As an ex-Professor of Leadership, I offer the insight that truly transformational leaders would lead from the front by taking a salary cut in these austere times. In a comment that may be related, Nigel Nicholson, after a lifetime of academic leadership research and leadership consultancy work, as inter alia, a Professor of Leadership, suggests that once senior management positions are reached, the field of candidates available for topmost leadership is marked by its lack of integrity. The good, the caring, and the honest have long since been weeded out (Nicholson, 2013). The appointment of a toxic leader of some sort is, therefore, more or less inevitable. Toxic leaders only take pay rises, not cuts.

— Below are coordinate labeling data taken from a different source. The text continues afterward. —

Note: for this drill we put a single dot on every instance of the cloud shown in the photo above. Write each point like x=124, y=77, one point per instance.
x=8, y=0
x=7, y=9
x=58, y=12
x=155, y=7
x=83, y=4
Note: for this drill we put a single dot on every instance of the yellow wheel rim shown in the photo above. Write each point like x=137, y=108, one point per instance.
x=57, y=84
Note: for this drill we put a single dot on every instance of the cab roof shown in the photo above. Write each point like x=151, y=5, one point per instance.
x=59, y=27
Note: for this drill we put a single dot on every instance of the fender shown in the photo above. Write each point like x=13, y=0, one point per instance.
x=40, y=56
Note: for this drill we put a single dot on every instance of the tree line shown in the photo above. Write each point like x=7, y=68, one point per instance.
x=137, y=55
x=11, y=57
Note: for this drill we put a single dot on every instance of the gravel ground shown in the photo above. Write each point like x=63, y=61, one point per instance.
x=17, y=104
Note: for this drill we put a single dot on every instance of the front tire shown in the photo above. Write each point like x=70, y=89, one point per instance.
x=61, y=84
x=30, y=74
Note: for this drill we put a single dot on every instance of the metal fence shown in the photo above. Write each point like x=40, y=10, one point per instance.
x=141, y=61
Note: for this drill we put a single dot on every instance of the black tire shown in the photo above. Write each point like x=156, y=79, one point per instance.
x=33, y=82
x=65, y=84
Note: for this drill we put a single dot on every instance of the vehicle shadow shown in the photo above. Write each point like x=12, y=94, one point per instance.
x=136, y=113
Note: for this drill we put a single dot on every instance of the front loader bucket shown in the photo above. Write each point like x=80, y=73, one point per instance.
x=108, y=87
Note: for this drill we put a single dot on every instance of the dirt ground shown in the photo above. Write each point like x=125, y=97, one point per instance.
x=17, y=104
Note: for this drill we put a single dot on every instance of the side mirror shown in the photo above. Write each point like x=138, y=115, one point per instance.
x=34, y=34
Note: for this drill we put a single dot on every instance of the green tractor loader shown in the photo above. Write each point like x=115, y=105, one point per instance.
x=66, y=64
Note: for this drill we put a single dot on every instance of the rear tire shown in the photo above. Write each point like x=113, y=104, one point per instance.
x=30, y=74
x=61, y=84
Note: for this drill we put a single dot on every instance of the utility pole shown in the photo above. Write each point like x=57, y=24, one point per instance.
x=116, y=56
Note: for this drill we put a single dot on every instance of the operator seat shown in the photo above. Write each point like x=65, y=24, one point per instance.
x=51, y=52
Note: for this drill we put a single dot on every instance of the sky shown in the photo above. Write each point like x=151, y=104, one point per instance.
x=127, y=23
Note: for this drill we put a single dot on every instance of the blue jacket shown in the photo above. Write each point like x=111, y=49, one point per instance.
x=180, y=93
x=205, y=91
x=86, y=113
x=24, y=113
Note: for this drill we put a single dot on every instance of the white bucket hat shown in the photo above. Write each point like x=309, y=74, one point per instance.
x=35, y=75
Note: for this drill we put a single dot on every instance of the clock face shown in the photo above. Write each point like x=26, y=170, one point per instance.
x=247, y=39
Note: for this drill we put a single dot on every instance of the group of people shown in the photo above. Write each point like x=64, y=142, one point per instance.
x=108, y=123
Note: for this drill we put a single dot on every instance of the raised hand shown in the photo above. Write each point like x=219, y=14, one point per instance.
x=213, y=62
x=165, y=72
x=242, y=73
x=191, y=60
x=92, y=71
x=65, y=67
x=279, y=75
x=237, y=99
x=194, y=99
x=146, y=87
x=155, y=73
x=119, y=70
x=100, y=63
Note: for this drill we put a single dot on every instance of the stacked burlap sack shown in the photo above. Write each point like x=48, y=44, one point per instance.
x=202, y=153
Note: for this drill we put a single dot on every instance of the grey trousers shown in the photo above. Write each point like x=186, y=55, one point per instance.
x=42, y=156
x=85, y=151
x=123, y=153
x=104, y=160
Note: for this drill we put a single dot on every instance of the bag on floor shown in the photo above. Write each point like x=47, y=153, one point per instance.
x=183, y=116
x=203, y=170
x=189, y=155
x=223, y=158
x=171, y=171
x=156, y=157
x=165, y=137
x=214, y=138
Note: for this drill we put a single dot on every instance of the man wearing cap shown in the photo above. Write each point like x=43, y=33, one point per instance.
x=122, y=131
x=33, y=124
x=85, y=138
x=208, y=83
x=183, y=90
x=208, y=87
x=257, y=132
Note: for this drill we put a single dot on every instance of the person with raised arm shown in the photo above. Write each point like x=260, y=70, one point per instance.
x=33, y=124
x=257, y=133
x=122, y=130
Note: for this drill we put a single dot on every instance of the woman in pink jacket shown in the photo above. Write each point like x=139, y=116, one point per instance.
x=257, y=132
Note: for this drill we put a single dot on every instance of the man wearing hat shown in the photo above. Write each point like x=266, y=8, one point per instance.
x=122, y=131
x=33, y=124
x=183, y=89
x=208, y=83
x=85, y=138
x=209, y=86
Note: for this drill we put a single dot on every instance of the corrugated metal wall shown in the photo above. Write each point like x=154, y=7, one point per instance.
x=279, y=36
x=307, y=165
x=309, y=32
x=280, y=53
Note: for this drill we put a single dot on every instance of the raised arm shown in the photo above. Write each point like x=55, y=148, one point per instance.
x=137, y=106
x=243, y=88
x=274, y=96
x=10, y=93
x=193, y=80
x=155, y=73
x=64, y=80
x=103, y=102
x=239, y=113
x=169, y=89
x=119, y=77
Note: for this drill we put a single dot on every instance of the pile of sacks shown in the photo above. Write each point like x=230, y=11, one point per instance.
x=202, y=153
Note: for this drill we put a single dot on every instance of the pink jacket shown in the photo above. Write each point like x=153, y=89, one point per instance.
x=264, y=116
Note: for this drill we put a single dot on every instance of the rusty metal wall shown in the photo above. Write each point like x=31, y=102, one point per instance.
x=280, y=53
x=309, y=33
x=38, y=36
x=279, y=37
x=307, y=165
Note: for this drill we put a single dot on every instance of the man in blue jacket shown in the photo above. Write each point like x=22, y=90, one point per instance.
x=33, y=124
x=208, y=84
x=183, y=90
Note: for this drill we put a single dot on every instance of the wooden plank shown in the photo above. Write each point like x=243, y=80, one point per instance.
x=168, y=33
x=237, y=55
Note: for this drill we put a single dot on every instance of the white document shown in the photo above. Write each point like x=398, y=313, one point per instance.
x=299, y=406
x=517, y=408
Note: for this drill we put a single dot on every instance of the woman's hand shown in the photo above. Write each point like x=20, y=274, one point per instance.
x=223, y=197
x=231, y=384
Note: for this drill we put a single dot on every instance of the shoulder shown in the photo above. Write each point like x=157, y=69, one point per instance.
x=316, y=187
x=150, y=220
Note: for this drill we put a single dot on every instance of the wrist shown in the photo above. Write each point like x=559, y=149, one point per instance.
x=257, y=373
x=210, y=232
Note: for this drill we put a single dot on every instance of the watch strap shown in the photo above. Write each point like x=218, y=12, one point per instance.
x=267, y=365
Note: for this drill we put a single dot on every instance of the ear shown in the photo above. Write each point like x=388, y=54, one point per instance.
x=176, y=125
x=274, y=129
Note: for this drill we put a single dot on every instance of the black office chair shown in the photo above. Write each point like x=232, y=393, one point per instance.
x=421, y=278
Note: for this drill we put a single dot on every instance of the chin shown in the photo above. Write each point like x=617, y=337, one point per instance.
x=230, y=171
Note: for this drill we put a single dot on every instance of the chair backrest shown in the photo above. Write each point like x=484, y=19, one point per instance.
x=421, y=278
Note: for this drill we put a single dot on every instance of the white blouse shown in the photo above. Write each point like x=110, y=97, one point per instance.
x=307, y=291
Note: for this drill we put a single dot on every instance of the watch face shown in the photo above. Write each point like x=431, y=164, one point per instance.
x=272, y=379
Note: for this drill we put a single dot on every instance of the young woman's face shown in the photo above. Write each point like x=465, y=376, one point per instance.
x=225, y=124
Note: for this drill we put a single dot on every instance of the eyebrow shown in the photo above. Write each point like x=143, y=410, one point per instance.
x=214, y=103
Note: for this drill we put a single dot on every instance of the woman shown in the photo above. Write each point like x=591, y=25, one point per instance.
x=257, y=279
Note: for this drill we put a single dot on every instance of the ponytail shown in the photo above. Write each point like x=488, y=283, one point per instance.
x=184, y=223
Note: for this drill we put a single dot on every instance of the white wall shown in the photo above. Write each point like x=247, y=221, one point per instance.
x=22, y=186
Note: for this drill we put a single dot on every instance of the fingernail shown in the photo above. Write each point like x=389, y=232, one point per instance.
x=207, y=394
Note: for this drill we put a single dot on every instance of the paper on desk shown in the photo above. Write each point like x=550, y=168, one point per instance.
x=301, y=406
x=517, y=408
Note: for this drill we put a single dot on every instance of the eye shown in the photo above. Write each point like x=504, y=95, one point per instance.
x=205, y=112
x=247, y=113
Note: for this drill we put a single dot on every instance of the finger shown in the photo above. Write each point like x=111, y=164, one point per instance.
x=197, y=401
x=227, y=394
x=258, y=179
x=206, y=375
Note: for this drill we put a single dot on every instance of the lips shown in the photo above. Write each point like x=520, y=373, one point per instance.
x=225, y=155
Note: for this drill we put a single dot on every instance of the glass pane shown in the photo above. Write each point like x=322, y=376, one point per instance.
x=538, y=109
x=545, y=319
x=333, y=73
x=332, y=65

We have to get better at leadership selection procedures!
In his excellent book, Capital in the Twenty-First Century (2017), Thomas Piketty reflects on the rise of inequality in our current system: "this spectacular increase in inequality largely reflects an unprecedented explosion of very elevated incomes from labor, a veritable separation of the top managers of large firms from that of the rest of the population". He speculates rather archly, that " One possible explanation of this is that the skills and productivity of these top managers rose suddenly in relation to those of other workers. Another explanation, which seems to me more plausible and turns out to be much more consistent with the evidence, is that these top managers by and large have the power to set their own remuneration, in some cases without limit and in many cases without any clear relation to their individual productivity, which is in any case very difficult to estimate in a large organisation" (pp. 32-33). Piketty is not referring specifically to Universities here of course, but we can see, with the marketisation of the HE system, how our VCs have imported these toxic practices (including exorbitant and unmerited annual bonus payments) into the realm of higher education, poisoning the system and corrupting its historic modes of governance.
Money grabbing good for nothings, salaries should be capped at max 2 time that of the average professor. They don't work twice as hard as the average Professor and probably work far less.